Kitap bir doktora tezi. Fuat Dündar önce “Müslümanlara yönelik sevk ve iskan politikasını” master tezi olarak incelemiş, sonra da ikinci aşama olarak İttihat ve Terakki’nin gayri Müslim ve gayri Türk unsurlara uyguladığı akıllara durgunluk veren sevk ve iskan politikasını.

Çalışmada yayımlanan belgelerin büyük çoğunluğu ilk defa gün yüzüne çıkmış belgeler. Ve hiç öyle dış kaynaklı belgeler falan değil. Hepsi İttihat ve Terakki’nin KENDİ belgeleri. On binlerce telgraf, binlerce istatistik, yüzlerce harita ve parti ileri gelenlerinin akıl almaz yüzlerce doktrini.. (Bu kitaptan sonra “Belge yok efendim, belge yok..” demek utanmazlıktan başka bir şey değildir)

Okudukça, bu toprakların başına gelmiş en büyük felaketin İttihat ve Terakki yönetimi olduğunu düşünmeden edemiyorum.

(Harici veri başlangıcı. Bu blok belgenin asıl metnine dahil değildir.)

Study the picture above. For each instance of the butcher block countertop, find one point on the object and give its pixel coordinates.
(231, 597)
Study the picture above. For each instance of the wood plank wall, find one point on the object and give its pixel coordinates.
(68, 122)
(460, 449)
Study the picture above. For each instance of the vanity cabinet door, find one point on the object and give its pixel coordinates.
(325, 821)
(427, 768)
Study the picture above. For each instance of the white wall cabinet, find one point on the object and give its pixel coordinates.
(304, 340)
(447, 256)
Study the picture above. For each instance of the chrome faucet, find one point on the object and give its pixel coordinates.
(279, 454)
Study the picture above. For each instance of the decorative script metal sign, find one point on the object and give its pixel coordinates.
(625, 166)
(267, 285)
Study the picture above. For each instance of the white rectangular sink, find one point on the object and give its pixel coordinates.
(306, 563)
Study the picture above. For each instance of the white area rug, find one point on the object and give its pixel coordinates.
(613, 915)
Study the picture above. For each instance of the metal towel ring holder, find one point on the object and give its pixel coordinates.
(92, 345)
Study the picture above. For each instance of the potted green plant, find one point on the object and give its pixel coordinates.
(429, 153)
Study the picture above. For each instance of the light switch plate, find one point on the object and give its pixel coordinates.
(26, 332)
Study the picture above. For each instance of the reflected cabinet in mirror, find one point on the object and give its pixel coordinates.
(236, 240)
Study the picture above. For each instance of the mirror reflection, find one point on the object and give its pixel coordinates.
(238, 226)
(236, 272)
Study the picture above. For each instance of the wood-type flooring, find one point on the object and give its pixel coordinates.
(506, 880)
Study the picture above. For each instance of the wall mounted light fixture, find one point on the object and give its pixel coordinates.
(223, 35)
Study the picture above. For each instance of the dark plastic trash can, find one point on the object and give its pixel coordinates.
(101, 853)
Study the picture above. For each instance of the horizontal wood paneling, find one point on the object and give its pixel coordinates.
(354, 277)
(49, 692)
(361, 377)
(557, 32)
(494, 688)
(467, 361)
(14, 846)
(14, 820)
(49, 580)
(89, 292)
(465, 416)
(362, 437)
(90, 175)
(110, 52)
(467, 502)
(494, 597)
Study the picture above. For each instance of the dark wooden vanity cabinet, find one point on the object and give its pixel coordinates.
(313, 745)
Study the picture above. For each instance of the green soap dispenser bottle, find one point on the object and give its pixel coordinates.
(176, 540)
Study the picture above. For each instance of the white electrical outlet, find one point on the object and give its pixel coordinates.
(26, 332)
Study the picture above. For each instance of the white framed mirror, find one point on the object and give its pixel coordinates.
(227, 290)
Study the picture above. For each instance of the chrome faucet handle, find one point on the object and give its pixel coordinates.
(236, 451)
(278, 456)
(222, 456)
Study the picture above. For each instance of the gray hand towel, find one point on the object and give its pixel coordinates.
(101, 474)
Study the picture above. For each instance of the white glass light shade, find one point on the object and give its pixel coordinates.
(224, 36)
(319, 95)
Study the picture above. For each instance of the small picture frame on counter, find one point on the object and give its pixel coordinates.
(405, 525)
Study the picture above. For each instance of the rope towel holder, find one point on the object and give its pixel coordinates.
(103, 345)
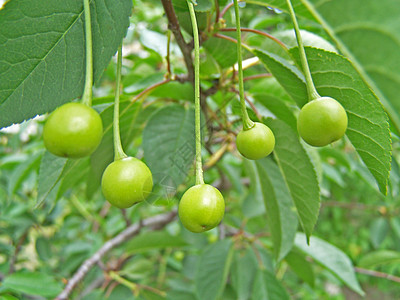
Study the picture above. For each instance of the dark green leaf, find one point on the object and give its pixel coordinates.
(379, 258)
(154, 240)
(51, 169)
(169, 144)
(281, 213)
(286, 74)
(267, 287)
(331, 258)
(278, 107)
(301, 267)
(368, 128)
(298, 173)
(212, 270)
(33, 284)
(36, 79)
(378, 230)
(244, 267)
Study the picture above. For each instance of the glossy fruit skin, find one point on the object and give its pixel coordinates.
(201, 208)
(256, 142)
(126, 181)
(73, 130)
(322, 121)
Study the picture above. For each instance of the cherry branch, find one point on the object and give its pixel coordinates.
(186, 48)
(155, 223)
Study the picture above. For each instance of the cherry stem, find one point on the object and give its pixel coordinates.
(199, 167)
(247, 123)
(88, 90)
(118, 150)
(311, 90)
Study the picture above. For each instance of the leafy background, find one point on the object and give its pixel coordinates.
(53, 216)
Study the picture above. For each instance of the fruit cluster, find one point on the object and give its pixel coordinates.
(75, 130)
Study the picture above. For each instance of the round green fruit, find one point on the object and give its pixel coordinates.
(201, 208)
(73, 130)
(126, 181)
(322, 121)
(256, 142)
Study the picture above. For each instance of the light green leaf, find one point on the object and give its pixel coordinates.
(291, 79)
(380, 257)
(42, 57)
(154, 240)
(33, 284)
(368, 128)
(298, 173)
(378, 230)
(370, 41)
(267, 287)
(21, 172)
(50, 173)
(331, 258)
(281, 213)
(212, 270)
(334, 76)
(169, 144)
(244, 267)
(278, 107)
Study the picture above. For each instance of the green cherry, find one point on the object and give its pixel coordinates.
(126, 181)
(256, 142)
(201, 208)
(322, 121)
(73, 130)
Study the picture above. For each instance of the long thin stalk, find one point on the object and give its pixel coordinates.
(199, 167)
(311, 90)
(118, 150)
(247, 123)
(88, 90)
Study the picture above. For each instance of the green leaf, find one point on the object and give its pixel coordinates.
(244, 267)
(33, 284)
(51, 169)
(370, 42)
(281, 213)
(253, 205)
(331, 258)
(334, 76)
(291, 79)
(154, 240)
(378, 230)
(223, 51)
(212, 270)
(278, 107)
(380, 257)
(169, 144)
(301, 267)
(267, 287)
(42, 62)
(298, 173)
(368, 128)
(21, 172)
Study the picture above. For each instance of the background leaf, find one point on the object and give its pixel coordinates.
(298, 173)
(169, 144)
(212, 270)
(32, 283)
(281, 212)
(380, 257)
(36, 79)
(331, 258)
(267, 287)
(368, 128)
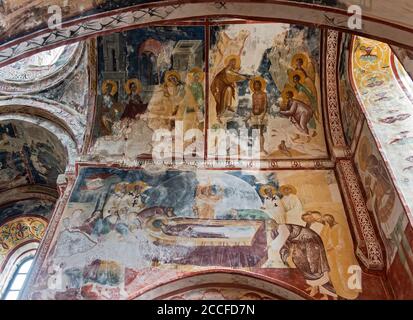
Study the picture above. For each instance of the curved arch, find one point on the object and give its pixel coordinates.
(48, 80)
(22, 252)
(169, 11)
(67, 142)
(241, 279)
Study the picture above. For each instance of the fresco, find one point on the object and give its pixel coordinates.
(148, 79)
(18, 231)
(38, 66)
(266, 77)
(29, 155)
(218, 293)
(125, 230)
(383, 200)
(349, 108)
(153, 79)
(39, 207)
(388, 107)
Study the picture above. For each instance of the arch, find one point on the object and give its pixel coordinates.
(67, 62)
(231, 279)
(139, 15)
(53, 111)
(67, 142)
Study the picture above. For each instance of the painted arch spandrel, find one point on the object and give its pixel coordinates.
(127, 231)
(266, 77)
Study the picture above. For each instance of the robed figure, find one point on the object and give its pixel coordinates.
(224, 86)
(306, 250)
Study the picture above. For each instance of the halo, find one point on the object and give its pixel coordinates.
(296, 73)
(172, 73)
(131, 186)
(365, 151)
(231, 57)
(286, 89)
(105, 87)
(119, 185)
(263, 190)
(301, 56)
(260, 79)
(197, 70)
(137, 84)
(289, 186)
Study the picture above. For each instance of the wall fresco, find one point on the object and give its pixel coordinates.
(39, 207)
(383, 201)
(148, 79)
(388, 108)
(349, 108)
(266, 77)
(18, 231)
(29, 155)
(123, 230)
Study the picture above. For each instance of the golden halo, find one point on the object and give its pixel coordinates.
(288, 88)
(267, 190)
(364, 153)
(288, 186)
(198, 71)
(237, 60)
(294, 73)
(301, 56)
(137, 84)
(170, 73)
(131, 186)
(105, 87)
(260, 79)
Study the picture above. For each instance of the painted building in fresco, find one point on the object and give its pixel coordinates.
(174, 157)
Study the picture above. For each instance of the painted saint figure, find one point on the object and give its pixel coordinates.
(223, 86)
(292, 205)
(134, 107)
(258, 117)
(189, 111)
(299, 113)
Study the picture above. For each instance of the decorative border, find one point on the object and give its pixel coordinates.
(369, 249)
(130, 17)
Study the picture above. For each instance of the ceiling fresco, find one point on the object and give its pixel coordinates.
(174, 223)
(29, 155)
(323, 196)
(40, 207)
(388, 104)
(38, 66)
(153, 79)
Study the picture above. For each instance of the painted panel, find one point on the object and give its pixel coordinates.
(266, 77)
(29, 155)
(125, 231)
(383, 200)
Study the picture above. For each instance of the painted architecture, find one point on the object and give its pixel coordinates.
(250, 151)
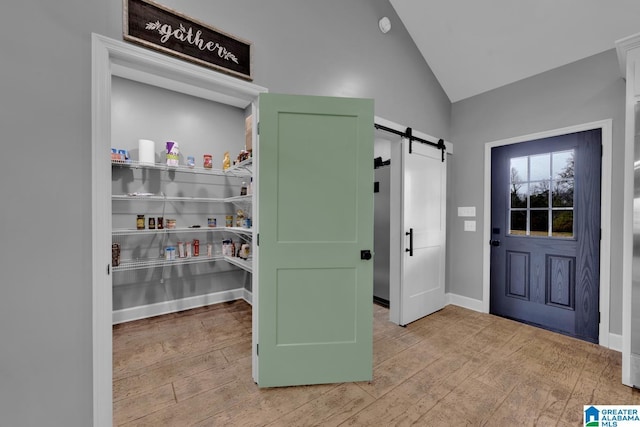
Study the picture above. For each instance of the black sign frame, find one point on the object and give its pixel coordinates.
(163, 29)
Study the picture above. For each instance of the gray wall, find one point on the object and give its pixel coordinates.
(324, 47)
(588, 90)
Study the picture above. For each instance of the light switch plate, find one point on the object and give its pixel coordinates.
(466, 211)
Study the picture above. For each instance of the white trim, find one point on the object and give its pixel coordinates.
(100, 226)
(465, 302)
(173, 306)
(605, 214)
(615, 342)
(623, 46)
(247, 295)
(401, 128)
(111, 57)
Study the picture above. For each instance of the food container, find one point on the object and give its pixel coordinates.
(140, 222)
(115, 254)
(207, 161)
(172, 153)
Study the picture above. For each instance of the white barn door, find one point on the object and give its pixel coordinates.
(420, 263)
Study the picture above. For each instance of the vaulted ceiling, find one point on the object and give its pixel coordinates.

Bu ülkenin gördüğü muhtemelen en akıl almaz, en vahşi, en paranoyak yönetim. Bir ülke ancak bu kadar tarumar edilebilirdi, ancak bu kadar ateşe atılabilirdi. Şimdi koca koca ağaçlar olarak karşımızda olan nefret tohumları da işte ancak bu kadar cömert saçılabilirdi.

***

Yıl 1913. İttihat ve Terakki darbeyle iktidara geliyor. Ülke çökmüş. Her tarafta yeniliyor. Balkanlardan ve Kafkasya’dan yoğun bir Türk Müslüman göçü başlıyor. Gelenlerin iskan sorunu, savaşlar, yenilgiler, memleketin toptan çöküşü derken İttihat ve Terakki ileri gelenleri, İmparatorluğu kurtarmanın tek yolunun ülkeyi Türkleştirmek ve İslamlaştırmak olduğuna karar veriyor. Gayri Müslim ve gayri Türk unsunlar, hiçbir yerde nüfusun yüzde 10’unu geçmeyecek şekilde dağılsın deniliyor. İstatistikler tutuluyor, haritalar yapılıyor, masa başında “o oraya gitsin, bu buraya gitsin, şunlar şuralara dağılsın” diye acımasız bir göç başlatılıyor.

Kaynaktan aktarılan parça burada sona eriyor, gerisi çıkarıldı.